Any ones like that for you?
A lot of them are things that were substitutes for actual swear words that people don't use anymore because they use the actual swear words a lot more that they used to. So nobody says "jumping Jehosaphat" anymore, do they?
I think my mom actually still says "jumping Jehosaphat."
Well, there you go. And she probably says "Hail Columbia." It's a euphemism for h-e-l-l which people didn't used to pronounce.
Oh, yeah, we would say h-e-double hockey sticks.
[Laughs] I've never heard that. That's great.
So what's your favourite one of those? What's your favourite non-swear word swear word?
I think jumping Jehosaphat is pretty good. And my mother used to say Hail Columbia. "And then father would give us Hail Columbia." Took me a while to figure out what that meant.
My mother also says not on your tin type. Did you hear that before?

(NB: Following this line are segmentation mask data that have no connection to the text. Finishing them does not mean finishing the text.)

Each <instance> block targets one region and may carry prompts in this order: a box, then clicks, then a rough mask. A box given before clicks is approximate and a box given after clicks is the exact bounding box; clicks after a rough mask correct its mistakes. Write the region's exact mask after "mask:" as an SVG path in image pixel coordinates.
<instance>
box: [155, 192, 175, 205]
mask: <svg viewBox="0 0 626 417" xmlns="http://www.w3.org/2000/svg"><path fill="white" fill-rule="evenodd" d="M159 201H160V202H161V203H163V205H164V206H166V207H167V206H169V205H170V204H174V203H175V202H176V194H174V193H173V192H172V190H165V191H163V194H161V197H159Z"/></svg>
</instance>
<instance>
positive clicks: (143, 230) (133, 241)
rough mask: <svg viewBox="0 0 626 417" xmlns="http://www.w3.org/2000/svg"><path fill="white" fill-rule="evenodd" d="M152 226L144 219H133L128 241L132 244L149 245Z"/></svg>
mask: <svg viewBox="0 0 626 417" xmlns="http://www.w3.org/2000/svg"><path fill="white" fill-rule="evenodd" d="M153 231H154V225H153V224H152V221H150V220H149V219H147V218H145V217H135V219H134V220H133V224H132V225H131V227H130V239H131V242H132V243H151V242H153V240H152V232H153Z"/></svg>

No, but I've heard "not on your Nelly." I don't know what it means. What is "your Nelly"? I do not know. There's a whole lot like gosh, and gee, and gee willikers and things like that that you see in old comic books.
My uncle Clem used to say "by jingo."
Yeah, exactly. Anyway, we could go on about that for some time.
I think we did. [Laughs]
I think we did too. Tom Powers rhymes with hours and hours. [Laughs]
Well, I've had a Hail Columbia of a time talking to you, Margaret. Thanks for your time.
Thank you. Take care of yourself now.